For now, unfortunately, online journals get the side-eye in the academic community as a ‘safety’ for papers that could not get published in print journals. Reinhart mentions Randy Shekman, a Nobel Laureate cell biologist who has published exclusively in open-access online journals for the past five years. Reinhart suggests that researchers who are not “shielded by [their] Nobel prize” couldn’t pull this off and still get credibility, but that perhaps Shekman’s move will help shift the industry (sidenote: what Shekman is doing here is an instructive example of how to use privilege. Excellent work).
Black Star Opportunities
In these notes I put a black star wherever I identified an opportunity to introduce rigor in the way I design research papers, should I ever end up doing that. Namely, there is relatively little work on appropriate study designs for behavioral studies relative to clinical ones, so there is value in doing work in that area. Additionally, as mentioned before, papers rarely explain why a given study design or analytic method was chosen and how it compares to others. I’d like to believe I would try to do this, if I ended up publishing serious research.
I took a few notes on some of the additional sources and organizations that Reinhart recommended—these are demarcated in the notes above by a pair of eyeballs.
These include a few sources about how to write and handle code in research projects. As a software engineer, these sources offered me a valuable shift in perspective toward the researcher’s mindset. For example, in the lists of desirable programming practices for researchers as recorded in these notes, we have things like “write code for people,” “create reusable pieces of code,” and “use version control.” These things come second nature to folks whose job is to write code for a living. Developers, if devoid of additional context, would scoff at these lists.
That having been said, a developer writes code as their job. An academic researcher is expected to be able to write code, write coherent papers, conduct analysis, design studies, gather data, fundraise (to get the money to gather and analyze the data), teach students, grade things, coach teaching assistants, review other researchers’ work, and on and on. Yeah, some of their code is thrown together. And given the laundry list of responsibilities they have, I understand why.
I still haven’t gotten around to the 560 page book on statistical power analysis. It’ll happen.
Again, I’ve glossed over parts of the notes and alighted, in my summary, on items that were particularly shiny to me. I found the examination of arbitrarily categorizing continuous variables helpful in the context of a project I was working on where I wanted to divide examples into equal-sized buckets based on a continuous variable. I also found Reinhart’s explanation of Simpson’s Paradox pithy and memorable.
Rather than chastise researchers for lack of rigor, Reinhart also examines the context in which some rigor disappears.
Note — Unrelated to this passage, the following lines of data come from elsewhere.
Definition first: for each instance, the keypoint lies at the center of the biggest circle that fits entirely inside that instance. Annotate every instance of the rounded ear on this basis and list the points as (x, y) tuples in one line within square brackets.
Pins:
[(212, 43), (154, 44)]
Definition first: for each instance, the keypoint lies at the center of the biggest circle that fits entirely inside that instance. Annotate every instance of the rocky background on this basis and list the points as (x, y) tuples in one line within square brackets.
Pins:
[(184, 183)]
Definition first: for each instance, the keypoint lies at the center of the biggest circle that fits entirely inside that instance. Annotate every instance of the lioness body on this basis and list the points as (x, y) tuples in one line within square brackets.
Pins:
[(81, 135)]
Of particular concern: journal policies that disincentivize scientific rigor. There is value in judging the quality of someone’s work based on its contents (and its omissions) rather than by the name of the journal in which it got published. Unfortunately academia has a tough habit of using journal names as a proxy for researcher credibility sometimes. It’s a growth area for our scientific fields.
Finally, the book highlighted some shortcomings of existing research that I’ll want to remember in the event that I end up conducting or publishing research. My hope, in such a circumstance, would be to contribute to the field something that it currently needs more of.
Reinhart also listed many additional sources and organizations to check out, and I took a look at some of them. They gave me additional perspective on the role of the researcher, but they demonstrate that a programmer’s eye can be very useful in a research field.